IDA Pro 5.7 highlights
We have released a IDA Pro 5.7 few days ago. The complete whatsnew can be found here.
In this blog post we will highlight some of the major changes and additions of this release.
Among the various changes and additions to the debugger kernel and modules, we:
- added support for MMX/XMM registers:
- added more actions to the modules window:
- Load debug symbols: Load additional PDB symbols
- Jump to module base: Jumps to the module base in the current view
- Analyze module: Converts the module segments to non-debugger segments and analyzes the module.
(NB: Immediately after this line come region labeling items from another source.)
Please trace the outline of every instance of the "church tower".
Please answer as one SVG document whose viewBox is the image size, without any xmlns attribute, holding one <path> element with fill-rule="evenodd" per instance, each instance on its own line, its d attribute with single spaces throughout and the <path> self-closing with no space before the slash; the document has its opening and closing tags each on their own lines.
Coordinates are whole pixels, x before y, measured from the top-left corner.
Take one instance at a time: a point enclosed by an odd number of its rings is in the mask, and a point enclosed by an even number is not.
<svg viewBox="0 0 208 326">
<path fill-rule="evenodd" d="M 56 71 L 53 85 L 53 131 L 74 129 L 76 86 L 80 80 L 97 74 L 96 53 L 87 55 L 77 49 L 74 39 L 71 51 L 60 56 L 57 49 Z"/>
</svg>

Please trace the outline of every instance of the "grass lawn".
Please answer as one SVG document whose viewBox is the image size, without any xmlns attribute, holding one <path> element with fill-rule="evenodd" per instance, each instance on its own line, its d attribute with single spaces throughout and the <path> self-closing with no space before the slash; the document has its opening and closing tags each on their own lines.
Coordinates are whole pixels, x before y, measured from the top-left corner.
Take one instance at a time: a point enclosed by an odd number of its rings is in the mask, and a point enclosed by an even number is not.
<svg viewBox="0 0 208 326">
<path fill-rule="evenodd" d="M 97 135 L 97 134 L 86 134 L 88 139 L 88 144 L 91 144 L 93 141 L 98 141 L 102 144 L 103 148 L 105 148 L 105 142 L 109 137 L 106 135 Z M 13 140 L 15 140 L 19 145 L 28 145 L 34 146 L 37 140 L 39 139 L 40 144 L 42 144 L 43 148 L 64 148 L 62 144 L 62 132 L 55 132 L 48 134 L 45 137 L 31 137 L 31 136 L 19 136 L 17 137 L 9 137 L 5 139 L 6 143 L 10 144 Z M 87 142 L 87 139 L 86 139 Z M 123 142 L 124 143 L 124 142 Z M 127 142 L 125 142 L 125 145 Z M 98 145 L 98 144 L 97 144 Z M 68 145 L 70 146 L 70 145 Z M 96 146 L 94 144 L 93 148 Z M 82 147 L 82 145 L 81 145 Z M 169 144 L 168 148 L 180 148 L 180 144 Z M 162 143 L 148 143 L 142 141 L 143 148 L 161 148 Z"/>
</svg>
Handy when analyzing crashdump files
- added Bochs 2.4.2 support.
Bochs 2.4.2 introduced range read/write physical watchpoints. If a watchpoint was added from the Bochs command line interface IDA Pro will suspend the execution when the watchpoint triggers.
Bochs Linux debugger plugin
(Debugger running Under Ubuntu 9 x86)
Please refer to the tutorial to learn more how to configure and use the plugin.
Apart from bug fixes and minor speed improvements, we added non-invasive debugging support. This ability to attach to processes that are already being debugged comes handy when you want to create crashdumps or inspect handles and other kernel objects.
Make sure you enable this option from the Debugger/Debugger Options/Specific debugger options dialog:
If you are debugging 64-bit applications using idag64, the Windbg plugin will offer to run the debugger server for you automatically:
When the debugger server is no longer needed make sure to terminate it.
Processor modules and Plugins
It is now possible to write scriptable loaders, processor modules and plugins. If you always wanted your scripts to automatically execute when a database is loaded and unload/deinitialize when the database is closed, then turn your script into a plugin script with just a few additional lines of code.
If we get enough requests about writing debugger modules using scripts, we may add this facility in the future.
We refactored and improved the IDAPython (now version 1.4.0) plugin (and the extlang_t interface by adding new facilities to call object methods, query properties and so on).
This has lead to significant speed gains as demonstrated by Ero Carrera’s blog post.
We also documented all the manually wrapped functions and utility classes which were poorly documented with the example scripts.
Please refer to the documentation of the pseudo module pywraps for more information.
The graphical user interface
We did some last minute changes to the GUI and some of the features described before were changed:
- The recent scripts window can be configured to be a dockable window or a modal dialog (check idagui.cfg / RECENT_SCRIPTS_MODAL)
- No need to hold the Alt key in order to jump to identifiers, instead simply double click on it
- Output window is now searchable: use Alt-T to start the search and Ctrl-T to search for the next match
Kernel and processor modules
We have added support for almost all ARMv7 instructions, including NEON (aka Advanced SIMD). NEON instructions can be found in the code made for Cortex-A8 processors, such as the one in iPhone 3GS and iPad.
Because ARM uses new, unified syntax for NEON and VFP (Vector Floating Point) instructions in ARMv7, we use the new syntax if NEON is enabled.
Otherwise we still display old mnemonics for VFP instructions, as they’re what most people are used to.
The only instructions still missing from ARMv7 are ThumbEE instructions which are supposed to be used for JIT compilation of bytecode-based languages. We have not yet encountered any real-life code using it.
You can choose which architecture version to use when disassembling ARM code. This can be done interactively in the “Processor-specific options dialog” :
via the command-line:
idag -parm:ARMv6T2 firmware.bin
or by editing IDA.CFG:
ARM_DEFAULT_ARCHITECTURE = "ARMv6";
For ARM Mach-O files or ELF files that include EABI attributes, the architecture version is set automatically from the flags in the file.
We have improved the register tracing and now almost all indirect code and data references are recognized. Here’s one of the many samples:
We have also added decoding of the MIPS16e instructions jrc, jalrc, save, restore etc.).
One small but important new feature is the improvement in the parsing of SEH (Structured Exception Handling) in Win32 files.
It is especially useful when disassembling drivers which use SEH extensively.
Notice that the finally handler is not converted into a separate function as before (because of the call), but is correctly added to the main function.
Python processor modules
We added two new processor module scripts written entirely in Python. They can be used as a template when developing your own.
- ebc.py: EFI Byte code processor module:
- msp430.py: MSP430 is a simple 27-instructions 16-bit RISC processor from TI.